Half a loaf is better than none. However, the same couldn’t be said of half-truths. What’s true is that there have been deletions in the Luy list. It’s also true that the Philippines is the only country in the world whose president is a true BS.
Licensed to quote
Incidentally, the Luy digital lists affirm that the whistleblower had been signing letters in the name of legislators. This may sound far-fetched but I’m likening this “authority to sign” to the “license to quote” given by some politicians to favored newsmen.

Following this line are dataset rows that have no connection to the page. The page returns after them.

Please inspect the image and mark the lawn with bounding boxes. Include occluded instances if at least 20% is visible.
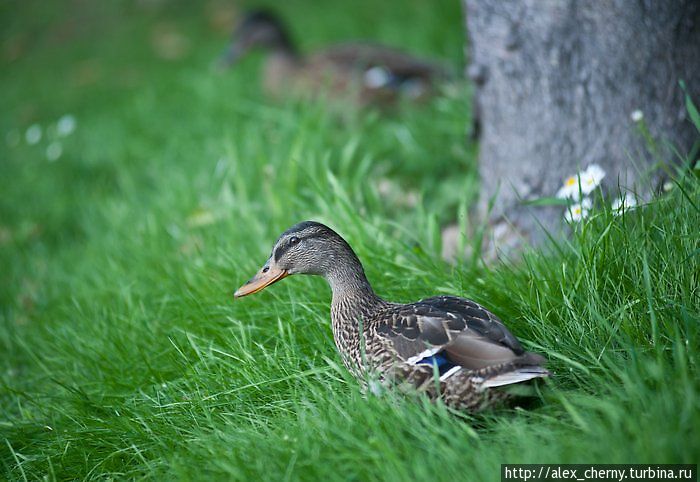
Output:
[0,0,700,481]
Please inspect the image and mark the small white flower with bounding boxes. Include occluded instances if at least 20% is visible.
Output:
[46,142,63,162]
[365,66,391,89]
[610,194,637,216]
[564,198,593,223]
[24,124,41,146]
[5,129,22,147]
[56,114,77,137]
[557,164,605,201]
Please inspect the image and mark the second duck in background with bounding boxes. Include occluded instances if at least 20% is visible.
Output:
[216,10,451,106]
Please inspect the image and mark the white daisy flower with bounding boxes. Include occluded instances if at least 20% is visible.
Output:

A senator was once asked by a reporter to comment on a very hot issue. The senator, who’s no longer a member of the chamber, replied: “Ikaw naman, pinag-iisip mo pa ako. Ikaw na ang bahala sa sagot ko (You’re making me think. You take care of my answer.)
Then, there was this congressman who was very pleased about a news report written by his favored reporter authorized to quote him. “Gumanda ang English ko! (My English improved!)” enthused the congressman who was not known for his prowess in the English language.
Those reporters could get away with their stories about the politicians who had authorized them to write stories without interviewing them. Well, not this one who had extensive quotations from a high official of the legislature. That official was out of the country for a medical checkup when the supposed interview took place.